Hannah Höch, Dada-Rundschau, 1919
« La destruction de l’art par des moyens artistiques ne signifie rien d’autre que détruire l’art pour en construire un autre ». Hans Richter
Dada n’avait aucun programme. Si les oeuvres futuristes sont la consécration de principes formalisés et énoncés dans les manifestes, les oeuvres dadaïstes « se veulent de simples moyens artistiques » pour atteindre la destruction de l’art par lui-même. A lire les compte-rendus des manifestations dadaïstes ou les textes des dadaïstes., il n’est pas toujours très facile d’établir si c’est l’art qui est attaqué ou si c’est un certain type de civilisation avec ses idéaux ou ses valeurs qui est mis en question. Sans doute, comme nous l’avons esquissé, est-il très difficile, si l’on excepte certaines personnalités du mouvement berlinois, de voir dans le dadaïsme un mouvement réellement révolutionnaire au sens politique. Son idéologie est certes négatrice, destructrice, anarchiste, nihiliste mais aussi tellement confuse. Dada fut beaucoup plus une riposte à une situation historique, sociale, politique qu’à une phase précise de l’histoire de l’art. Et même lorsque Dada semble ne parler que de l’art, il vise aussi autre chose : une certaine idée de l’ordre, du rationnel, de la logique, une certaine conception de la morale, une certaine image de la société et du bon sens. Et c’est d’emblée cette position agressive à l’égard de l’art qui le sépare des autres avant-gardes. Les critiques à son égard sont d’autant plus exacerbées qu’il refuse, dès cette époque, toute intégration dans un chapitre de l ’art moderne. Qu’elles ne soient pas toujours justes et justifiées, c’est ce dont témoignent aussi bien l’histoire du mouvement, ses origines et ses productions. Raillant l’expressionnisme, Dada en garde la trace, ne serait-ce que par son attitude hostile à la guerre. Kurt Schwitters est proche du Sturm et la sensibilité expressionniste avec son messianisme et son pathos humanitaire survit dans toute l’oeuvre de Hans Arp. Dada considère le futurisme comme une affaire purement italienne. Il emprunte pourtant d’innombrables éléments dans ses manifestations, son rapport au public, son goût pour la provocation, sa destruction du langage et des formes. Quant au cubisme, que Dada trouve souvent dépassé et ennuyeux, il est facile de montrer ce que les « tableaux-objets » dadaïstes lui doivent.

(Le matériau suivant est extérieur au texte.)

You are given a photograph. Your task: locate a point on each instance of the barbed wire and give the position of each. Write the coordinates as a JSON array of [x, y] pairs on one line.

Mais Dada refuse de se situer concrètement dans un univers de formes ou une nouvelle sensibilité. Il veut demeurer au stade de la négation et de la provocation pure. Tzara le répète en 1919 dans sa « proclamation sans prétention : l’art s’endort. Art, mot perroquet, remplacé par Dada. L’art a besoin d’une opération. L’art est une prétention chauffée à la timidité du bassin urinaire, l’hystérie née dans l’atelier ».
Sans doute est-il difficile d’unir sous la même bannière le nihilisme parfois assez cynique de Tzara et l’idéalisme quasi religieux d’ un Hugo Ball. Mais c’est néanmoins ce refus de toute positivité qui donnera son empreinte au mouvement et décidera de sa fantastique richesse. La sécheresse des compte-rendus d’expositions ou des manifestations dadaïstes ne donne qu’une faible idée du génie qu’il fallait avoir à l’époque pour inventer toutes ces provocations. Et ce sont ce génie de la provocation, cette gaieté communicative, cette fantastique jeunesse qui nous touchent peut-être le plus dans ce mouvement.
Seulement, comme l’a bien montré Theodor Adorno, aucune oeuvre ne peut échapper au musée. Tout anti-art devient un nouveau chapitre de l’histoire de l’art et Dada lui-même n’a pu y échapper. Pour détruire l’art, il utilise des « moyens artistiques » et ces « moyens artistiques » sont devenus à leur tour des oeuvres. Dada, à sa manière, illustre l’impossibilité d’échapper à l’art. Par les collages, les papiers-collés, par la mise à contribution du hasard, Dada veut nier la notion d’oeuvre. Pourtant celles-ci sont souvent d’une grande beauté, tout comme les bois peints d’Arp. Et les « tableaux-objets » de Schwitters, avec leur fantaisie, sont toujours des tableaux. Sans doute, toutes les proclamations anti-art de Dada sont-elles sincères. Et les créateurs les plus radicaux de l’anti-art (Eggeling, Richter, Picabia, Duchamp, Arp, Janco) sont devenus les précurseurs de nouveaux courants artistiques qui marquent toujours l’époque et la sensibilité contemporaines. Par ailleurs, il serait facile de montrer que, même chez les plus grands représentants du mouvement dada, même lorsqu’ils en épousent à peu près toutes les idées, se dissimulent aussi une réelle positivité. Nul n’a peut être été aussi loin dans la négation de l’oeuvre d’art que Marcel Duchamp. Nul n’a si brillamment revendiqué la participation du hasard à la genèse de l’oeuvre. Mais s’il emploie des stratagèmes artistiques inhabituels, il témoigne sans cesse d’une éblouissante technique. Il suffit d’examiner la précision de sa grande peinture sur verre La mariée mise à nu par ses célibataires, même et son utilisation de la poussière comme élément colorant d’une partie de l’oeuvre pour s’en convaincre.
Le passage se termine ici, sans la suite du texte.